When the first three months finished, we had a semi-functional app with almost 4 features fully rewritten and working (in addition to the super feature). Our app’s performance in the rewritten features was not quite as good as in the original ones, but we knew that we didn’t have to solve this problem immediately, and we now, at the very least, have a prototype for these features that would help us when the time comes to optimize.

We held a meeting with upper management to present the results, explaining why we thought this rewriting was crucial, and in what ways rewriting the infrastructure of the app could benefit us in the long run. We presented a demo of all our progress up until that point in time, and explained our plan moving ahead. We estimated that given what we had already achieved, we could finish the project in four to six more months.

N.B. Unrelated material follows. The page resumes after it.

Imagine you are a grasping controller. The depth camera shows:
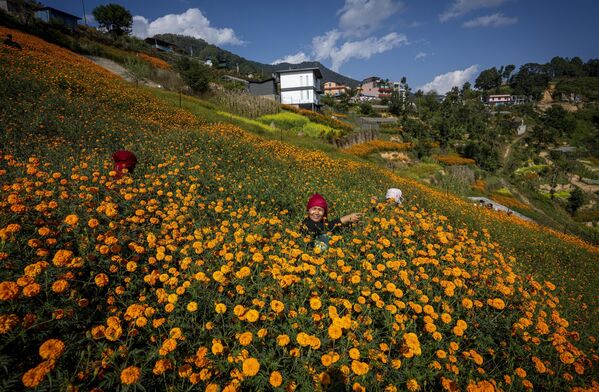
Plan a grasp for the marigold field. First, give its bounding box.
[0,27,599,391]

After we got approval from the management, we started adding code to the develop branch. Our approach was to create another application (new AppDelegate) in the same codebase and even in the same build target. We would have a flag in the main function of the app (in main.swift) that switches between the old and the new app. Both apps would obviously still share some code. The product team wanted to run an A/B test to make sure we won’t hurt our bottom line with the app replacement.

The following months were actually fun! We started by rethinking some of the decisions we already made during the POC stage, and some stuff was rearranged based on our evolving understanding. We had to solve new problems when migrating things we hadn’t touched yet. This time a lot of emphasis was put on system-wide services and the best way to make them work. Swift’s static-type nature helped us to write our infrastructure code in ways that made it hard for developers to abuse the new system (by using enums and optionals, when applicable, instead of flags for instance.)

Naturally, we ran into a whole lot of problems and weird behaviors as we were integrating the new app. We kept a backlog of all the issues we encountered, and categorized them into more pressing “blocking” issues and others that could be solved after we release the new app. We understood that some of the old code still needed to be in use, so we tried to wrap it using the APIs that we would’ve wanted to have once we rewrote this code later.

The End in Sight

As we approached the finish line, we started going through our backlog of issues. Some of the problems were already solved, but we had to invest some time into the rest. We also sent an early version of the new app to our QA agency to check the app for issues. Surprisingly, the list of bugs they sent back was relatively small. We added the final touches and sent the app for another cycle of QA testing (in addition to regular in-house testing by the developers throughout the development process).

Then the moment of truth came. After six months of working on the develop branch, we set up the A/B test and sent a version to the App Store. We started a phase release and started monitoring the Crashlytics board, expecting all kinds of crashes to start appearing. We ended up submitting three hotfixes, but somehow all of them were bugs in the way we set up the A/B test, and not in the actual rewritten app. Apparently setting up an experiment in main.swift is a tricky thing to do!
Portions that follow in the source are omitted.